I risultati dell’esperimento confermano quelli ottenuti in precedenza: “Durante altri test avevamo notato che le decisioni egoiste sono prese con maggiore frequenza quando queste zone del cervello sono inattive”.

Secondo i ricercatori, le implicazioni del loro studio vanno al di là della costatazione che talune persone rispettano le regole solo nel caso in cui temono una sanzione. Fra molti giovani, queste regioni del cervello non sono totalmente sviluppate: “Ciò spiega forse che la potenziale punizione in questo caso non può servire a prevenire un comportamento antisociale”.

“In base ai risultati delle nostre ricerche i giudici dovrebbero fare particolarmente attenzione nel determinare la responsabilità penale degli adolescenti e dei giovani adulti”, aggiunge Fehr.

Nella maggior parte degli Stati europei – inclusa la Svizzera – questa responsabilità è fissata all’età di 18, talvolta di 20 anni. Negli Stati Uniti si è invece spesso considerati penalmente responsabili molto prima.

Psicopatici

Gli autori ritengono che la loro ricerca possa rivelarsi utile per capire taluni comportamenti psicopatici. Secondo loro, a causa dei danni a talune zone del cervello che regolano i comportamenti sociali, alcune persone sono incapaci di comportarsi in modo appropriato anche quando sono coscienti dell’esistenza di una norma sociale in tal senso.

Ma Fehr mette in guardia sul fatto che l’utilizzo degli scanner non basta per determinare se una persona è pericolosa o meno per la società.

“Ritengo che un criminale non possa essere rilasciato nel caso in cui il suo cervello è danneggiato in modo permanente”, dice a swissinfo. “Ma non si può rinchiudere una persona a vita basandosi unicamente sui risultati di un esame allo scanner. Esso va considerato un elemento da tenere in considerazione, insieme a tanti altri, per il giudizio”.

Lo scienziato conclude affermando che la società svolge un ruolo essenziale nel modo in cui le norme vengono rispettate. “Il nostro stato biologico ci permette di comportarci in un determinato modo in presenza di norme sociali. Ma queste norme sono condizionate dalla società”.

swissinfo, Scott Capper
traduzione, Anna Passera

Abbreviata in RMF o fMRI, la risonanza magnetica funzionale è una tecnica utilizzata per visualizzare la funzione cerebrale. Permette di vedere i cambiamenti nella composizione chimica delle zone del cervello o le modifiche nel flusso dei fluidi che si producono in un lasso di alcuni secondi o di alcuni minuti.

Si presume che il flusso sanguigno sia collegato all’attività dei neuroni.
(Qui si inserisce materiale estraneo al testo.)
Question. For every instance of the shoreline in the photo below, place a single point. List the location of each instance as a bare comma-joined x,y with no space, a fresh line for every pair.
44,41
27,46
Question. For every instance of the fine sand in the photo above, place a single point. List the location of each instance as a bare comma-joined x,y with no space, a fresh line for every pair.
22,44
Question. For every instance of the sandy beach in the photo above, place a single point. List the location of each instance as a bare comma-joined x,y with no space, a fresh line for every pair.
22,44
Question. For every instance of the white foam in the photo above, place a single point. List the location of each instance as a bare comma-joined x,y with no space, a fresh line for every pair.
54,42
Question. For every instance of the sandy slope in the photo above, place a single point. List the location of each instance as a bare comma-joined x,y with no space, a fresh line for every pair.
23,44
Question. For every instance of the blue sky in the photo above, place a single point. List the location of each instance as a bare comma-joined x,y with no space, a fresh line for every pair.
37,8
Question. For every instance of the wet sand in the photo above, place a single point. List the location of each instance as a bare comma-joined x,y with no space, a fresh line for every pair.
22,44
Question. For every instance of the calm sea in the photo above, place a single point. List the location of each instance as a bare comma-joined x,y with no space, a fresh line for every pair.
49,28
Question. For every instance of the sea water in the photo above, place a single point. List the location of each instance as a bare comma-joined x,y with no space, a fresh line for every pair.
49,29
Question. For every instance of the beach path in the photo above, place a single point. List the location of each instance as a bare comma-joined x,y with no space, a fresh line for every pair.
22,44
L’RMF, così come altre tecniche di imaging biomedico, può essere utilizzata per determinare l’attività cerebrale quando si compiono determinate azioni o si è esposti a specifici stimoli.

Procedura: quando il soggetto dell’esperimento è a riposo si scattano talune immagini della sua zona cerebrale. In seguito si scatta un’altra serie di immagini quando il soggetto compie talune azioni. La prima serie di immagini viene poi ritirata dalla seconda. Le zone più visibili sull’immagine che ne risulta sono quelle che si presume si siano attivate durante il compimento dell’azione.